For now I propose to disable it, it is far from an important feature and most users probably don't even know it exist. We'll redo it later when we have more time.
References
Internal support ticket: !40767 !40844
Tests are failing (not sure it's related to current PR)
I am not sure this proposal would improve the user experience. Indeed, of all the colleagues I have had since I started developing, at least a good third had problems with spelling and/or conjugation.
I agree. The fuzzy search is a net-positive.
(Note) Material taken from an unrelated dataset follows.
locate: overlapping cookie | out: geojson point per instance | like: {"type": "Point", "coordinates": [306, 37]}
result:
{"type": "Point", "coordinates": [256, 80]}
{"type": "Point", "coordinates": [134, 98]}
If it isn't done already, sorting by score so the most relevant results are higher in the list would reduce the issue of "too different" results being returned.
The idea was to disable it for now as I don't think the current implementation is good enough and rewrite it later (because I am overloaded with subjects on my end so not much time for this :/).
Another internal ref complained about it, I don't think we'll miss much by disabling it for now.
@orthagh Your opinion on this?
Until someone make a better version of fuzzy matching, maybe at least, we can increase the minimal trigger for enabling the Levenshtein part ? I think it's set on 5 right now, and we can move to 10 ? Something like that.
I agree that detection of misspelling is a strong argument of this search bar. But in the first example ticket, “Service” matching “Server” look like a very bad result indeed. On the second mentioned ticket, I also don't find the initial case good enough. Customer said “prot” doesn't match “protection de l'information”, and it's a case where GLPI does a pure str_contains (case-insensitive).
Perhaps, I can ask someone from PS to check the issue, if everyone is overloaded on our side.
The current deletion cost is 0, maybe the Server/Service matching issue is due to this.
The current deletion cost is 0, maybe the Server/Service matching issue is due to this.
If you up the deletion cost then partial match do not work anymore.
levenshtein is good to compare single words but form names contains multiple words usually so it get tricky.
There are probably known mathematical solutions and algorithm to this problem.
I will look into this to see if it is possible to improve the search algorithm.